Can you please help me with the following situation in Google BigQuery? I am trying to determine if there are negative values in a table column called Year (i.e. -1999).

I have searched the web far and wide with numerous types of questions (including StackOverflow). From all this I found out that it could be done with the use of CASE. So I wrote the code you see below.

SELECT
    CASE WHEN Year <0 THEN 1 ELSE 0 END
    FROM `project.dataset.datatable`

But unfortunatly, when run the code gives the following error: No matching signature for operator < for argument types: STRING, INT64. Supported signatures: ANY < ANY at [2:15]

This I thought could be because the Year column is defined as a STRING instead of INTEGER. So I tried to use the this code to format the values as INT.

SELECT 
    CAST(Year AS INT64) AS Year_INT
    FROM `project.dataset.datatable`

The code works, as in it shows the values.
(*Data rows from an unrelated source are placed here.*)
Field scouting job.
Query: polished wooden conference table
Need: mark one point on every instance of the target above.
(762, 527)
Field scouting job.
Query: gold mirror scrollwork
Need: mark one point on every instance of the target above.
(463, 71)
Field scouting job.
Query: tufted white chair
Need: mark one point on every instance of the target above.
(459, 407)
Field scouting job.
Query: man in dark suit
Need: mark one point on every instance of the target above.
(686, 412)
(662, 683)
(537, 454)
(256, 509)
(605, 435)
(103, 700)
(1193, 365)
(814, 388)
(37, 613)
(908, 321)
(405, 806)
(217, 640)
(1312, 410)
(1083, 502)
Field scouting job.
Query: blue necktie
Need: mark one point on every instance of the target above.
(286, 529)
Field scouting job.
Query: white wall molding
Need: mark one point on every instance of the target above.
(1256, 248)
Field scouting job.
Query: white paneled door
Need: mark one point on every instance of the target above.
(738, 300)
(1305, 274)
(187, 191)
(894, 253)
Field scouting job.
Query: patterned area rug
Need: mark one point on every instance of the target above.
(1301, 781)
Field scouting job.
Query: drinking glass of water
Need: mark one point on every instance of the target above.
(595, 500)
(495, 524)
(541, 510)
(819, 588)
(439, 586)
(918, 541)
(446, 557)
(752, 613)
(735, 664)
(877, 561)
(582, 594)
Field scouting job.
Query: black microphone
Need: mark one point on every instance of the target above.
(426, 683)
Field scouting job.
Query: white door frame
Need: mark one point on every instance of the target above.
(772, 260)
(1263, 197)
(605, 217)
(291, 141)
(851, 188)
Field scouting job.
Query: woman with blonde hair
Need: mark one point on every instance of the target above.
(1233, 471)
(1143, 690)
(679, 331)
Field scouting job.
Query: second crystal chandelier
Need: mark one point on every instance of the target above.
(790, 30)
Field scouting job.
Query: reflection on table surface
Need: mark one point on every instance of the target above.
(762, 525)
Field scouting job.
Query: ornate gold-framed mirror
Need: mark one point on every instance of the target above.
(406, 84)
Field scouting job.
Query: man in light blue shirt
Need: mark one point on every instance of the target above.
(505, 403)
But there are only 100 values instead of the 103 that standard SELECT DISTINCT shows. So this looks like something is wrong.

(!) Column name and table name, dataset name and project name are not real. They were replaced by me for privacy restrictions.

I wish for the query to show me all negative years, if any. For example, if the Year column contains the year -1999 (data quality issue) then the string should bring it forward, and others like it.

2

2 Answers

2
votes

This will work like your description

SELECT Year
FROM `project.dataset.datatable`
WHERE CAST(Year AS INT64) < 0
2
votes

Instead of CASTing value to INT you can search the string directly for a hyphen:

where year like '%-%'

This is probably cheaper than casting.